European Union (EU) ministers have suspended a €495 million ($647 million) payment to Hungary after it failed to keep within EU budget deficit limits.

The unprecedented move marks the first time the Union has punished a member state for flouting the strict budget rules, which stipulate that no country can go above a debt ceiling of 3 percent of GDP.

The decision to withhold the nearly half a billion Euro cohesion fund money comes as a report from the OECD group of developed nations predicted that Hungary would slide into recession this year, Reuters reported.

Our understanding is that the suspension decision is going to go ahead, said one diplomat close to the talks, according to Reuters.

Hungary is seeking support to block the suspension but it would probably need the backing of all of Eastern Europe, and that is something it is not going to get.

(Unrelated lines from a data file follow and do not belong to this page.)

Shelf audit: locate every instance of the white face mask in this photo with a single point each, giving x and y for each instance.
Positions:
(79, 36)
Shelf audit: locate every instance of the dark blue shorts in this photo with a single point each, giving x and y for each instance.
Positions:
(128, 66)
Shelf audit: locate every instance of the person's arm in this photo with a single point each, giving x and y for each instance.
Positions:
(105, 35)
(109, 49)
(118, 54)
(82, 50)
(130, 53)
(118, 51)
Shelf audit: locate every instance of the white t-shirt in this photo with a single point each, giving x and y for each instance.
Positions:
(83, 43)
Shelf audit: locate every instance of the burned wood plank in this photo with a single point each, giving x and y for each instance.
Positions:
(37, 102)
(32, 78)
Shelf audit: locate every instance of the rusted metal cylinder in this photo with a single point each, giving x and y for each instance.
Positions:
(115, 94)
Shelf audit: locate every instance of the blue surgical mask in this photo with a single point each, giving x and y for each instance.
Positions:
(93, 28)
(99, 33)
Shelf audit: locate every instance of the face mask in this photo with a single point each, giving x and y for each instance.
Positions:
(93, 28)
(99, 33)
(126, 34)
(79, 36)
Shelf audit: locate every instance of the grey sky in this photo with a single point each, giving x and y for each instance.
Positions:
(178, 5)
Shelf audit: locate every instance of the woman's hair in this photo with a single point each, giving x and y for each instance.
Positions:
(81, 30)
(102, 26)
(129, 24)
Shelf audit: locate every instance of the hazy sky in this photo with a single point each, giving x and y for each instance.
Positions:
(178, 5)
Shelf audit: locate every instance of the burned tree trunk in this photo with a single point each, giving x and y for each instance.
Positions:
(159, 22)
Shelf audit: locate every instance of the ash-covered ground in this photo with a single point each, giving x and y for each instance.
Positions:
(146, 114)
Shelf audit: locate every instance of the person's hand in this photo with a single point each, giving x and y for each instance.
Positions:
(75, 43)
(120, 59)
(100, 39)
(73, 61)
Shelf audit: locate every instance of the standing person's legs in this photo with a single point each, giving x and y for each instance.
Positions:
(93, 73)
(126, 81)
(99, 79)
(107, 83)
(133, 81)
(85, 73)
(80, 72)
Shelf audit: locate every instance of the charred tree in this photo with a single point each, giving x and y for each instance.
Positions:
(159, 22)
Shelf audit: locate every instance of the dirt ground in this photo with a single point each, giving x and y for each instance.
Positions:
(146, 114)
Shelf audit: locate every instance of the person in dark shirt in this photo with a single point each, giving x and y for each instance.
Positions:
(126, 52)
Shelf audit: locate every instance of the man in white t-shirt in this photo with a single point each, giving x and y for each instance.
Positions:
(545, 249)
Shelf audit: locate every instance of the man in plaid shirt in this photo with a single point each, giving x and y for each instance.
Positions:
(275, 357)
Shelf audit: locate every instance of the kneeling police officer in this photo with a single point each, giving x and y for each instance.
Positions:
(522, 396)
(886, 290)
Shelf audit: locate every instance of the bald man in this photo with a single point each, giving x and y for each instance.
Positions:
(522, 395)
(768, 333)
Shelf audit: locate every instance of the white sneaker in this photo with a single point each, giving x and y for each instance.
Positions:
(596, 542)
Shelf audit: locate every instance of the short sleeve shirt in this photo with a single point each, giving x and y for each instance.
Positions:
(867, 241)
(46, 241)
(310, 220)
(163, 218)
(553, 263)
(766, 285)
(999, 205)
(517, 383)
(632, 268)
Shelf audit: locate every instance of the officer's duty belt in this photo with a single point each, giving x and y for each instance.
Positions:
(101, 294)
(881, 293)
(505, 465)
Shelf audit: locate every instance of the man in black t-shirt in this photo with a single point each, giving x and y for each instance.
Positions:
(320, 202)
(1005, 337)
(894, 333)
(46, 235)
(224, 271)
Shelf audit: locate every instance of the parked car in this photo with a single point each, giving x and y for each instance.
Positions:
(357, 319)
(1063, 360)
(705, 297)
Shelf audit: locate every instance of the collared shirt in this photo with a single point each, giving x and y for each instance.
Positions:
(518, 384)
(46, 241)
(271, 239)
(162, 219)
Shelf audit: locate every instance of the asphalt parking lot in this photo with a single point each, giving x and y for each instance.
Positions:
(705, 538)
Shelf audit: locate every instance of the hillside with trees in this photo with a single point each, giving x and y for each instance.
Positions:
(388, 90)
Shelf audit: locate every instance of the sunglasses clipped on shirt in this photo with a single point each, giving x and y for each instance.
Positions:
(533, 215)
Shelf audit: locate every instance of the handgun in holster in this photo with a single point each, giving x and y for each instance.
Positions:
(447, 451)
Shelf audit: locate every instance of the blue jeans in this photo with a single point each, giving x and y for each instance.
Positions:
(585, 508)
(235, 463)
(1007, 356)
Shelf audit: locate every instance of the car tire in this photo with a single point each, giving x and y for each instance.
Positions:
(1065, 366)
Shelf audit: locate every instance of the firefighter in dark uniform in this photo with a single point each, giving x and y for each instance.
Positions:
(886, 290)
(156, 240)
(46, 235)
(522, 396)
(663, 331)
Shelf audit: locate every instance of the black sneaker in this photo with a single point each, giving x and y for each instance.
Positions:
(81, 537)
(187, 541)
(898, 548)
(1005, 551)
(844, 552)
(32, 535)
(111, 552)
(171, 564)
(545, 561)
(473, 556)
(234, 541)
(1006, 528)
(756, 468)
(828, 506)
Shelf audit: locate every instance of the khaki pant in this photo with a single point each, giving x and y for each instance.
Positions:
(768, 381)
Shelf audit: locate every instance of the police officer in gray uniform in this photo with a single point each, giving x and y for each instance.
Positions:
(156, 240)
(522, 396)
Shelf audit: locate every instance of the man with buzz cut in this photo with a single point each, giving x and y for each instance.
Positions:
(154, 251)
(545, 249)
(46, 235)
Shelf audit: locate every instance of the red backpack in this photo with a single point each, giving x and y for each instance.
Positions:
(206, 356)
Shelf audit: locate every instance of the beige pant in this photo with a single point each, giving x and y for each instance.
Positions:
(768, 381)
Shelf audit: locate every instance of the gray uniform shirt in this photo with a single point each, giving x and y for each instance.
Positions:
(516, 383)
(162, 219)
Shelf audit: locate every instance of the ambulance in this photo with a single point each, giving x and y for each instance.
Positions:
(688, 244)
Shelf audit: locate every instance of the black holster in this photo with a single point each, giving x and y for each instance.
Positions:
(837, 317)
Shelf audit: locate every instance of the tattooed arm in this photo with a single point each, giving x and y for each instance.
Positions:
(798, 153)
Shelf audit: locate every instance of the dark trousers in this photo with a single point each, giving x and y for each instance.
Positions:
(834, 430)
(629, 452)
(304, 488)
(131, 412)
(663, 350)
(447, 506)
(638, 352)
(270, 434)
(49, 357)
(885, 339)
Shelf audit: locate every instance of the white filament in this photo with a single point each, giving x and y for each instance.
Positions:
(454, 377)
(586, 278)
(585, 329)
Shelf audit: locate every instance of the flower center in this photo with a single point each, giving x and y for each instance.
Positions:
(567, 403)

With the EU loan gone, Hungarian Prime Minister Viktor Orban will struggle to prop up the country's economy and stabilize the ailing forint currency.

Currently, 23 of the EU's 27 member states, including France and Germany, have exceeded the three percent limit.

But Hungary is the first to have the development money, intended to help it catch up with its richer neighbors, canceled.

The move is not popular with all the member countries, with many preferring a more uniform approach.

 We would have preferred to give Hungary some time to fall into line, Austrian Finance Minister Maria Fekter told Reuters.

We must treat all states in the same way.

According to reports, the suspension is intended to make an example of Budapest after Orban ignored warnings over the budget deficit and passed several unpopular laws, such as Europe's highest banking tax, and a new central bank law.

Critics have labeled the new laws ineffective and undemocratic.